Judiciary Dems Send Letter to Goodlatte after Republicans Double down on Refusal to Conduct Trump Oversight; Silence Dem Voices during Markup
Today, all House Judiciary Committee Democrats sent a letter to Chairman Bob Goodlatte (R-VA) after Republicans sabotaged a markup of Representatives David Cicilline (RI-01) and Pramila Jayapal’s (WA-07) resolution of inquiry last week that requested the Trump Administration to release information pertaining to the firing of FBI Director James Comey and Attorney General Sessions’ involvement in that decision.
In their letter, Democrats expressed concerns over Chairman Goodlatte “calling the previous question” – a procedural move that shut down debate in its entirety and denied Democrats an opportunity to discuss the bill further.
When the original version of the resolution was considered in July, Judiciary Republicans hijacked the markup using a similar tactic by replacing the content of the bill with Hillary Clinton conspiracies sourced from a pro-Trump forum hosted by Reddit.
During last week’s markup, Democrats walked out and took to Facebook Live after Chairman Goodlatte shut down debate.
BACKGROUND: House Judiciary Committee Democrats have long been calling for House Judiciary Republicans to provide proper oversight of Trump and his Administration.
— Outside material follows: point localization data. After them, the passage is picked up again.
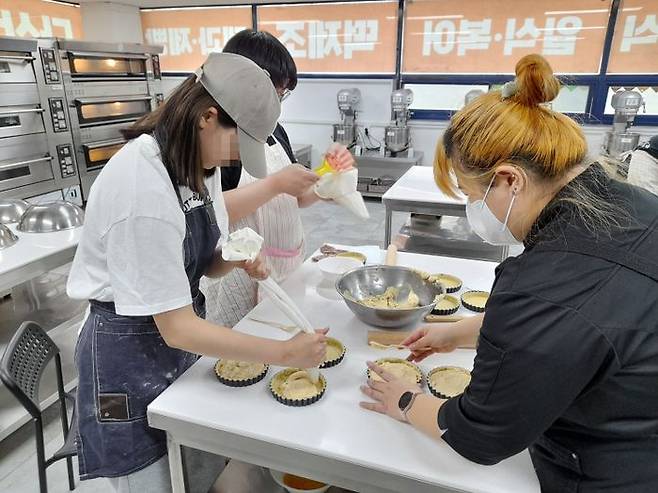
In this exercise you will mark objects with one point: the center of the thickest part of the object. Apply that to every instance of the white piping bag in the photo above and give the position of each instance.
(245, 244)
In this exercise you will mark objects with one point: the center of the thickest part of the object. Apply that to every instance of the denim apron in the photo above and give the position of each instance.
(124, 363)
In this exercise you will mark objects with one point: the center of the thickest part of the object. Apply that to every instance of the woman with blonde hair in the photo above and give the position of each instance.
(567, 350)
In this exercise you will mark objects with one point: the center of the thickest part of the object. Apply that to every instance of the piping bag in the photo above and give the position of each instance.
(245, 244)
(340, 186)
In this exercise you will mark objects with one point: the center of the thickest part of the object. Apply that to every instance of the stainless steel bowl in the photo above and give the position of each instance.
(372, 280)
(11, 210)
(51, 216)
(7, 237)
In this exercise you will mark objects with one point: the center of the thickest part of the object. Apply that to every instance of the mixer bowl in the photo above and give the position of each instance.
(7, 237)
(373, 280)
(11, 210)
(51, 216)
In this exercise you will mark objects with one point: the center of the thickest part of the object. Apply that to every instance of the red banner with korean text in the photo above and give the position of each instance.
(357, 37)
(189, 35)
(39, 19)
(490, 36)
(635, 44)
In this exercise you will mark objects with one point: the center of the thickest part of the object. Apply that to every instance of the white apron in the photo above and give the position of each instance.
(231, 297)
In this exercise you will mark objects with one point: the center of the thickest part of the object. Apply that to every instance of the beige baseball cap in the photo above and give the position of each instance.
(245, 91)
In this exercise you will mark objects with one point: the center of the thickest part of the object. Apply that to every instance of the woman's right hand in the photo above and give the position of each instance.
(294, 180)
(428, 340)
(306, 350)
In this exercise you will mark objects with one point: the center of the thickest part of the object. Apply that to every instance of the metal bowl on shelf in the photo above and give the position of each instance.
(373, 280)
(51, 216)
(7, 237)
(11, 210)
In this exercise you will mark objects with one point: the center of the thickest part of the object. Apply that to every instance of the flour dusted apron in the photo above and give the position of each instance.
(279, 223)
(124, 364)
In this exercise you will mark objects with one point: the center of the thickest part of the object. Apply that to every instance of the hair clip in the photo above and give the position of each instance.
(509, 89)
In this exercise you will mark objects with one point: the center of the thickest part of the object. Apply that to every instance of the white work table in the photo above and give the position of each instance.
(333, 440)
(35, 254)
(417, 192)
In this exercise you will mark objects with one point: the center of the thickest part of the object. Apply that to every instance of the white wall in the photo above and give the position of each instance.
(111, 22)
(309, 113)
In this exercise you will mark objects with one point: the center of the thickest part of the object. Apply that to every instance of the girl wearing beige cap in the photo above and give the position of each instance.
(155, 223)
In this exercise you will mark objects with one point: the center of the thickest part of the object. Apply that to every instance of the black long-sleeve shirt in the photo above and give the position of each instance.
(568, 349)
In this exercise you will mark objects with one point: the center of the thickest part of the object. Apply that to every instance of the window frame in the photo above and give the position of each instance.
(598, 83)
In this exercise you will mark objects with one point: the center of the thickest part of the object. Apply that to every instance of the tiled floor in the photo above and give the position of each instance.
(18, 472)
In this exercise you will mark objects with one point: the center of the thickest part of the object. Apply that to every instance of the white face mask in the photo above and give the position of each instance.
(486, 225)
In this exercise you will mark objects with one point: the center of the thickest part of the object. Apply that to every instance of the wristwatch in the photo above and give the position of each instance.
(406, 401)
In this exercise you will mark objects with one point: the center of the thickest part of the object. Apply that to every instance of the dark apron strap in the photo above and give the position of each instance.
(630, 260)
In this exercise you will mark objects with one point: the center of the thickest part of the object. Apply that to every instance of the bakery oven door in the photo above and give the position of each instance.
(16, 67)
(24, 160)
(99, 153)
(20, 120)
(107, 65)
(93, 111)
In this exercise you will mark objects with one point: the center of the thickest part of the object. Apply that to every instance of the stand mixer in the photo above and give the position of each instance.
(619, 141)
(397, 136)
(348, 103)
(472, 95)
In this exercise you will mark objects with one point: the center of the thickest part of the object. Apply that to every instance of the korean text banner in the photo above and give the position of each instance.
(635, 45)
(38, 19)
(490, 36)
(189, 35)
(336, 38)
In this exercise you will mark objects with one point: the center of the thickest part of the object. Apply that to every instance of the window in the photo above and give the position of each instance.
(446, 97)
(489, 36)
(451, 97)
(189, 35)
(40, 19)
(346, 38)
(635, 42)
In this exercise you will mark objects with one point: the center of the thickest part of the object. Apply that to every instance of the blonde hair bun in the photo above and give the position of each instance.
(535, 80)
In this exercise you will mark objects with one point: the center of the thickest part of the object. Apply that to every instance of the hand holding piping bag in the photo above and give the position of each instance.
(339, 157)
(245, 245)
(339, 179)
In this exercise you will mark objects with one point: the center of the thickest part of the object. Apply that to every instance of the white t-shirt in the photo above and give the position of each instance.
(131, 249)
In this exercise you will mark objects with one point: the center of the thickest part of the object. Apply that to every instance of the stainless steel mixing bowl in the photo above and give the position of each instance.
(51, 216)
(11, 210)
(7, 237)
(373, 280)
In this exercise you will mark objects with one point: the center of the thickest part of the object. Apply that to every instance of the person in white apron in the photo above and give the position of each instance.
(278, 220)
(155, 220)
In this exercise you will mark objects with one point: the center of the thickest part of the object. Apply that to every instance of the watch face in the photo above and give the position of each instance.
(405, 399)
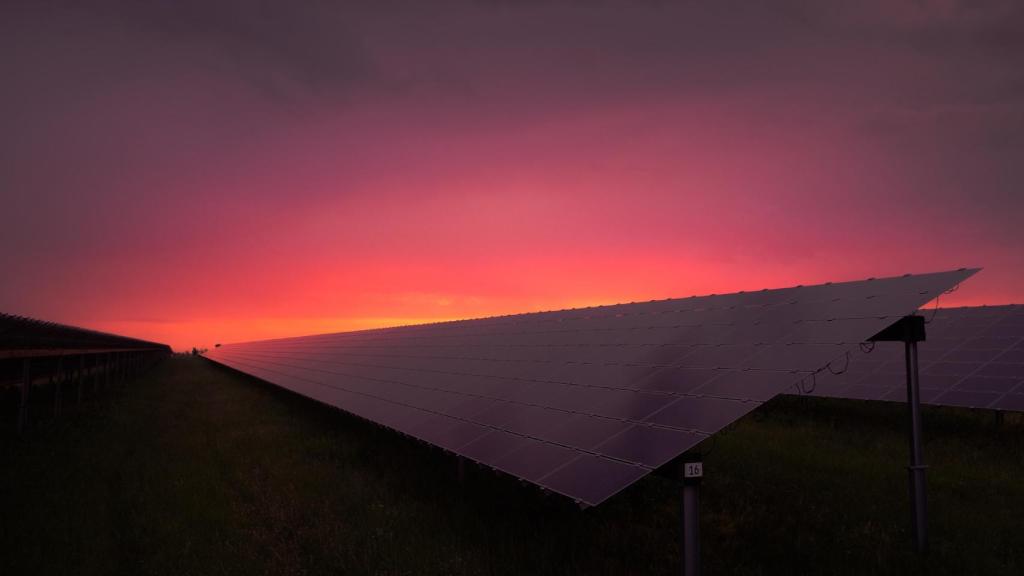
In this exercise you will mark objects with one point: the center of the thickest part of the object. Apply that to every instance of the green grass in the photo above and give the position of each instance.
(196, 469)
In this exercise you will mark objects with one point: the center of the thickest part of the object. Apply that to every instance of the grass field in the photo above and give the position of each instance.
(196, 469)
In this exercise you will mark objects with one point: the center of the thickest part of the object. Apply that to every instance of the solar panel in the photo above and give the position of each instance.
(585, 402)
(974, 358)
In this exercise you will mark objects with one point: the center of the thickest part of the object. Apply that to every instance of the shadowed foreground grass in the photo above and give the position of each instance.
(197, 469)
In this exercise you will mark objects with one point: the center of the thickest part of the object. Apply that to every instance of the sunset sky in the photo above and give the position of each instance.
(201, 171)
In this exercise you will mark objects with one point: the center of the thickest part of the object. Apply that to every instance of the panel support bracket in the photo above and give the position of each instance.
(910, 330)
(691, 470)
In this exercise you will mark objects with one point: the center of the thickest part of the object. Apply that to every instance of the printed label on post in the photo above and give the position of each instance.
(693, 469)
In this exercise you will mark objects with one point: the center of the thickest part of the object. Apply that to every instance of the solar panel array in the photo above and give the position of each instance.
(973, 357)
(585, 402)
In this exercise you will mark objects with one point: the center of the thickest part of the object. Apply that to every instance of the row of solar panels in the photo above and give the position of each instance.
(585, 402)
(20, 333)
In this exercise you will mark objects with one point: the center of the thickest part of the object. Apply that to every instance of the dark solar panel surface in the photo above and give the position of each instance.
(973, 357)
(585, 402)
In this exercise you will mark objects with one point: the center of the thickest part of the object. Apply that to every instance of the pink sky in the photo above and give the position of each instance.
(196, 172)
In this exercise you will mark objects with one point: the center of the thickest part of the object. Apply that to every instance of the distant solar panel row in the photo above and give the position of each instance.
(585, 402)
(974, 357)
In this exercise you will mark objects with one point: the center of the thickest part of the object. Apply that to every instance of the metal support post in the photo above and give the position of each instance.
(910, 330)
(692, 468)
(919, 496)
(23, 408)
(57, 384)
(81, 377)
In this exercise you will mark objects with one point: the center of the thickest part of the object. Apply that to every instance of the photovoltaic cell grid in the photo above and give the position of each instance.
(585, 402)
(973, 357)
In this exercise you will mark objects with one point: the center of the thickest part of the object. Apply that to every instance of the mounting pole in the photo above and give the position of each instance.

Democrats have written to Chairman Goodlatte six times to request hearings and have also sent several letters to Speaker Paul Ryan, the Department of Justice and the White House requesting related information. These letters have gone unanswered and House Judiciary Republicans have so far blocked Rep. Jerrold Nadler’s (D-NY) resolution of inquiry, Reps. Hakeem Jeffries (D-NY) and Ted Lieu’s (D-CA) resolution of inquiry, and the original Jayapal/Cicilline resolution, from reaching the House floor. Instead, Republicans on the House Judiciary Committee continue to do Trump’s bidding. Committee Republican Rep. Ron Desantis (R-FL) has even introduced an amendment to end Robert Mueller’s investigation.
A resolution of inquiry is a legislative tool that has privileged parliamentary status, meaning it can be brought to the floor if the relevant committee hasn’t reported it within 14 legislative days, even if the Majority leadership has not scheduled it for a vote.